Most people like to eat meat. Meat is nutritious. In particular, it packs much more protein per kilogram than plants do. But animals have to eat plants to put on weight — so much so that feeding livestock accounts for about a third of harvested grain. Farm animals consume 8 percent of the world's water supply, too. And they produce around 15 percent of unnatural greenhouse-gas emissions.

All this has created a business opportunity. Though unwilling to go the whole hog, as it were, and adopt a vegetarian approach to diet, there is a market for food that looks and tastes as if it has come from farm animals, but hasn't.

The simplest way to satisfy this demand is to concentrate on substitutes for familiar products.

Impossible Foods, a California firm, has deconstructed hamburgers, to work out what gives them their texture and flavor — and then either found or grew botanical equivalents to these. It launched its plant-based burger in a number of upmarket restaurants in America last year.

Beyond Meat, another plant-based hopeful, has compounded from legumes something that tastes like chicken. Last year, its "beef" patty reached the shelves of several stores belonging to the Whole Foods Market chain.

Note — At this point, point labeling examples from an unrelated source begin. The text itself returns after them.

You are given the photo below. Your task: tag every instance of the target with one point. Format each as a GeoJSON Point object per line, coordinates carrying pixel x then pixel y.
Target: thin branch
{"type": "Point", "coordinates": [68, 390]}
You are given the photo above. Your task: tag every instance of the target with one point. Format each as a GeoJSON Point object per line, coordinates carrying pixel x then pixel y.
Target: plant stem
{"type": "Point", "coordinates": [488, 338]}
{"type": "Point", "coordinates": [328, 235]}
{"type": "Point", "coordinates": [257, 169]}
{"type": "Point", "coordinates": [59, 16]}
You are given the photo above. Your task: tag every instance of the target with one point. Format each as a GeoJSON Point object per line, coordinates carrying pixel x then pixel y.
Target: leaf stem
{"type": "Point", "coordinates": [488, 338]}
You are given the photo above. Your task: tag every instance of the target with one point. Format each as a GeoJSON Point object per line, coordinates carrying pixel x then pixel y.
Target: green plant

A second approach in the works is called "clean," or cultured, meat — made by taking animal cells and growing them in a factory to form strips of muscle. Steak is not yet on the menu, but field leader Mosa Meat, a Dutch firm staffed by scientists, made its first burger in 2013 — at the cost of about $300,000. By 2020, it hopes, the price of making them will have come down to about $11.

Close behind Mosa, American start-up Memphis Meats is looking at the meatball. Between 2013 and 2015 it managed to bring its costs down a hundredfold — though even then a single meatball would have set you back $1,200.

Perfect Day, a start-up based in Berkeley, Calif., makes "milk" that has the same nutritional value and taste as traditional, dairy-based sources by engineering the relevant cattle genes into yeast cells, and growing those in fermentation tanks.

And there is one more novel source of meaty protein that does not involve farm animals in the conventional sort — insects. Already, 2 billion people around the world eat them.

The problem here is marketing. Grasshoppers are around 70 percent protein. It costs less to feed insects. The upside in this market might be using ground up bugs as ingredients. Hargol FoodTech, an Israeli start-up, plans to do just that. Locustburgers, anybody?